Sanremo 2025, vincitore e podio: perché il maschilismo non c’entra nulla

Olly, Lucio Corsi e Brunori Sas hanno in comune una identità che li rende unici. Nessun complotto, nessuno scandalo sciovinista. Solo discografia. Il che fa decisamente più male perché racconta di un sistema che non funziona

di CRISTIANA MARIANI
16 febbraio 2025
Il vincitore di Sanremo 2025 Olly e il secondo classificato Lucio Corsi sul palco del Festival dopo la proclamazione (Ansa)

Il vincitore di Sanremo 2025 Olly e il secondo classificato Lucio Corsi sul palco del Festival dopo la proclamazione (Ansa)

Olly vince il Festival di Sanremo 2025 con il brano “Balorda nostalgia”, secondo Lucio Corsi con “Volevo essere un duro”, terzo Brunori Sas con “L’albero delle noci”. Quarto Fedez con “Battito” e quinto in classifica Simone Cristicchi con “Quando sarai piccola”. Nessuna donna nelle prime cinque posizioni del Festival di Sanremo, orrore orrore. E subito a gridare al maschilismo. Che non c’entra nulla. Nessun complotto, nessuno scandalo sciovinista. Solo discografia.

Il che fa decisamente più male perché racconta di un sistema che non funziona.

Il ragionamento è presto fatto e, peraltro, condiviso anche da diversi addetti ai lavori. Nel momento in cui al Festival di Sanremo arrivano soltanto quattro artiste con quattro brani non sovrapponibili ad altri – “La cura per me” di Giorgia, “Se t’innamori muori” di Noemi, Joan Thiele con “Eco” e “Fango in paradiso” di Francesca Michielin – è chiaro che già le possibilità di vittoria si riducono per il genere femminile. Se poi pensiamo al televoto, che fa gara a parte, ecco che Noemi, Joan Thiele e Francesca Michielin sono già fuori. Giorgia solo sesta in classifica al Festival di Sanremo 2025 con “La cura per me” è un’eresia, una macchia che mai andrà via nella storia della musica italiana e di questa manifestazione.

Elodie con “Dimenticarsi alle 7”, Sarah Toscano con “Amarcord”, Rose Villain con “Fuorilegge” e Clara con “Febbre” non sono identitarie. Clara e Rose Villain, ad esempio, per i personaggi che sono e i brani che hanno portato avrebbero tranquillamente potuto scambiarsi le canzoni. E farlo anche con Elodie e Sarah Toscano e viceversa. “La cura per me” di Giorgia invece non è scambiabile. Ma è una canzone, una sola.

Il lato maschile, invece, ha previsto proposte molto più caratteristiche e identitarie: il quintetto finale ne è un esempio lampante.

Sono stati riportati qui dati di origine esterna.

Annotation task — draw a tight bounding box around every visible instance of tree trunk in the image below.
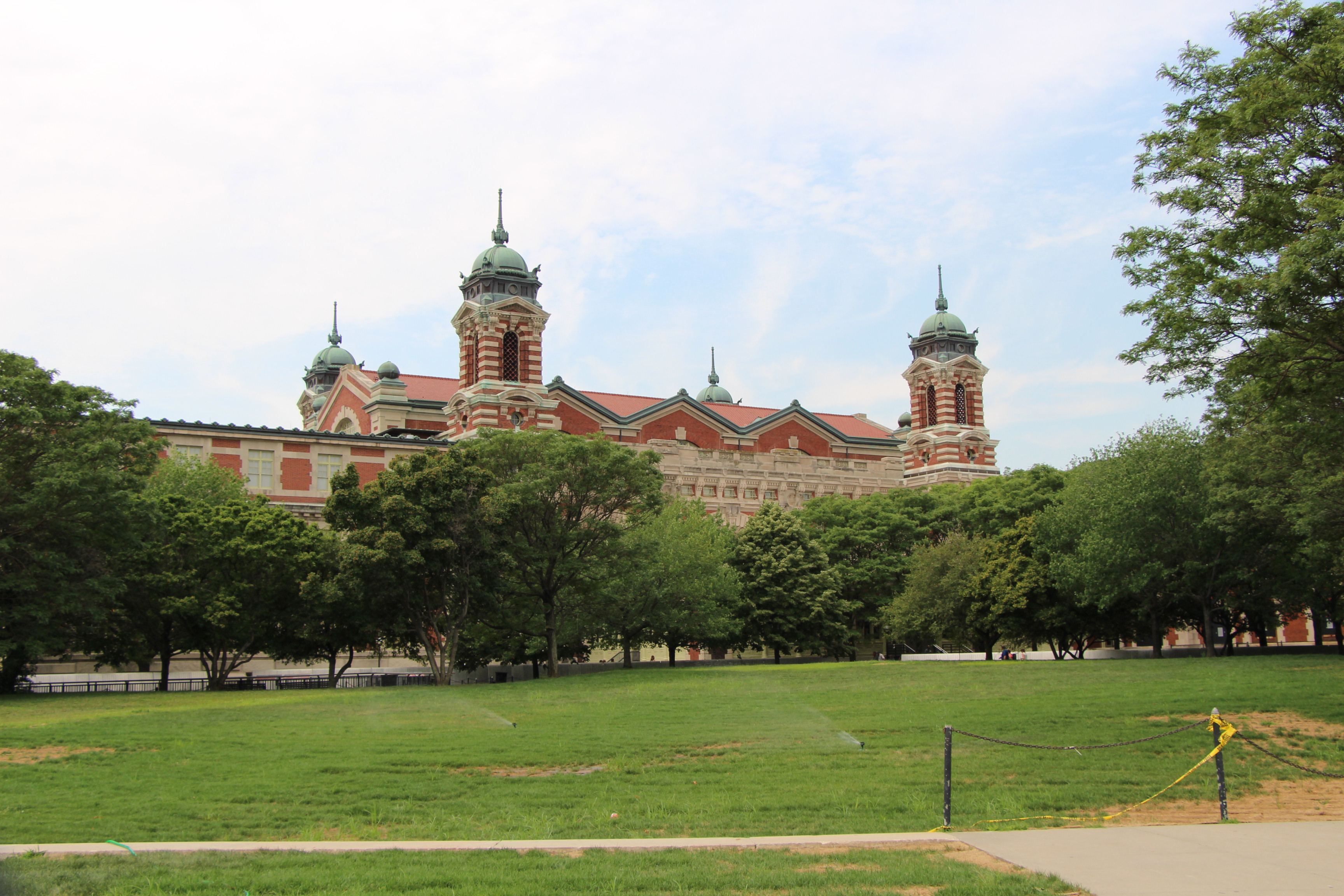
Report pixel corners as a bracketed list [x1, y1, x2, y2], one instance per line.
[159, 619, 173, 692]
[327, 648, 355, 688]
[1199, 599, 1218, 657]
[546, 600, 560, 678]
[0, 645, 31, 693]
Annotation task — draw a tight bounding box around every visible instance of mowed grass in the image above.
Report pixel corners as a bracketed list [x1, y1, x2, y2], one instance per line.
[0, 849, 1071, 896]
[0, 656, 1344, 844]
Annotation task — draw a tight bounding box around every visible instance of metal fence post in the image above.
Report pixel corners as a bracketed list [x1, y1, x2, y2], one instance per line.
[1212, 707, 1227, 821]
[942, 725, 952, 828]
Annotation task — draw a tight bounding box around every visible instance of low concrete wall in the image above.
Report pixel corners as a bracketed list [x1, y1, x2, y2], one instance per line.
[901, 644, 1339, 662]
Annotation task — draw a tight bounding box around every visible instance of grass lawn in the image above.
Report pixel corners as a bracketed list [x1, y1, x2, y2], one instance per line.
[0, 656, 1344, 849]
[0, 849, 1071, 896]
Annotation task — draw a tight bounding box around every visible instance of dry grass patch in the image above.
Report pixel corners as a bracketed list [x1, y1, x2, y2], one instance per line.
[0, 747, 116, 766]
[1106, 778, 1344, 825]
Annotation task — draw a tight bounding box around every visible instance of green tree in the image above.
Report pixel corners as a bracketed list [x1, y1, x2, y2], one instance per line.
[977, 516, 1133, 660]
[798, 489, 938, 660]
[733, 501, 852, 662]
[930, 464, 1064, 537]
[92, 454, 258, 690]
[0, 352, 159, 693]
[1040, 420, 1255, 656]
[886, 532, 1001, 660]
[599, 500, 740, 668]
[1115, 0, 1344, 406]
[325, 443, 501, 685]
[169, 501, 321, 690]
[269, 530, 397, 688]
[481, 430, 663, 677]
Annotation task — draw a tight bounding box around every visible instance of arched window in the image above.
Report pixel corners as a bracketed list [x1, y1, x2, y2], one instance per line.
[500, 331, 518, 383]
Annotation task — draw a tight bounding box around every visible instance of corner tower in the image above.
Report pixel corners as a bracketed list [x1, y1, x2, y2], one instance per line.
[298, 302, 355, 430]
[902, 264, 999, 485]
[443, 189, 556, 438]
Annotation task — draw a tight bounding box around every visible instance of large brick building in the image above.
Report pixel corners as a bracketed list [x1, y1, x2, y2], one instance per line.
[273, 196, 999, 523]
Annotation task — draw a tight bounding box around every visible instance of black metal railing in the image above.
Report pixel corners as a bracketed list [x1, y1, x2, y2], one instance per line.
[15, 672, 434, 693]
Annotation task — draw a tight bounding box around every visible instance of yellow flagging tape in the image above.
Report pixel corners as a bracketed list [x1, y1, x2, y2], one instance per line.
[928, 715, 1237, 834]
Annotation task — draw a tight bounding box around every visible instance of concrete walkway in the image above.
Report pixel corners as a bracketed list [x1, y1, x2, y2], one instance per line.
[0, 833, 960, 858]
[960, 821, 1344, 896]
[0, 821, 1344, 896]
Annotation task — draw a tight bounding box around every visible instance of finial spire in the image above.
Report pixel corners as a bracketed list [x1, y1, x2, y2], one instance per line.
[490, 187, 508, 246]
[327, 302, 340, 345]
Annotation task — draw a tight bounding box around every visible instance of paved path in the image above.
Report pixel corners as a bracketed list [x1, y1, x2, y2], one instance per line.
[0, 821, 1344, 896]
[960, 821, 1344, 896]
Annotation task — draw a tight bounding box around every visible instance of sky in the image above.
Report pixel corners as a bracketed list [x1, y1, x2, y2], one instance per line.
[0, 0, 1235, 467]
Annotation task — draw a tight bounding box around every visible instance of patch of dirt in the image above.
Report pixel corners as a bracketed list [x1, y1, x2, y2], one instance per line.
[794, 863, 882, 875]
[1101, 778, 1344, 825]
[490, 766, 606, 778]
[0, 747, 116, 766]
[452, 766, 606, 778]
[1148, 712, 1344, 747]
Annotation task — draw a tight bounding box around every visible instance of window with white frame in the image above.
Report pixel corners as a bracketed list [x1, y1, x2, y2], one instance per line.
[317, 454, 341, 492]
[247, 449, 275, 489]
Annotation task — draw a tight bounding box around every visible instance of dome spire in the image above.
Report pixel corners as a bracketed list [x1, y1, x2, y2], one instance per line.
[490, 187, 508, 246]
[695, 346, 733, 404]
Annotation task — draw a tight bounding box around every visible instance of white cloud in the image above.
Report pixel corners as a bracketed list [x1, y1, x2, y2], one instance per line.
[0, 0, 1227, 470]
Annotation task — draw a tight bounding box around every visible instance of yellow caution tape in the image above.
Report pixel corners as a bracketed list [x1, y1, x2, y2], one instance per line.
[928, 715, 1237, 834]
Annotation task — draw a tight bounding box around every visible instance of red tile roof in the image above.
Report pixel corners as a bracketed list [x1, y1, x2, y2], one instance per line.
[384, 371, 888, 439]
[579, 392, 663, 416]
[360, 371, 461, 402]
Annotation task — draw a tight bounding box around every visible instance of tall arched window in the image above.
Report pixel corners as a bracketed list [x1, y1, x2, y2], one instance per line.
[500, 331, 518, 382]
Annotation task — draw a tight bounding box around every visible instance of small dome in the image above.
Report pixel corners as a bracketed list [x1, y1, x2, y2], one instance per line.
[695, 385, 733, 404]
[919, 312, 966, 336]
[312, 345, 355, 368]
[472, 245, 527, 274]
[695, 348, 733, 404]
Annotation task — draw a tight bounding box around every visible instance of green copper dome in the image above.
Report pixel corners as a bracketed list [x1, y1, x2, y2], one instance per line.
[695, 348, 733, 404]
[312, 344, 355, 367]
[919, 312, 966, 336]
[472, 243, 527, 275]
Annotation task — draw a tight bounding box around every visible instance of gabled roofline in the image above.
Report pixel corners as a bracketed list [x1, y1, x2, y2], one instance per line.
[148, 416, 429, 444]
[546, 378, 905, 449]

Quindi la riflessione è: davvero c’entrano maschilismo e patriarcato oppure semplicemente una proposta musicale abbastanza piatta e con pochissimi guizzi? Altra riflessione da fare obbligatoriamente: il problema sono pubblico e addetti ai lavori maschilisti o l’industria discografica incapaci di proporre qualcosa di realmente diverso?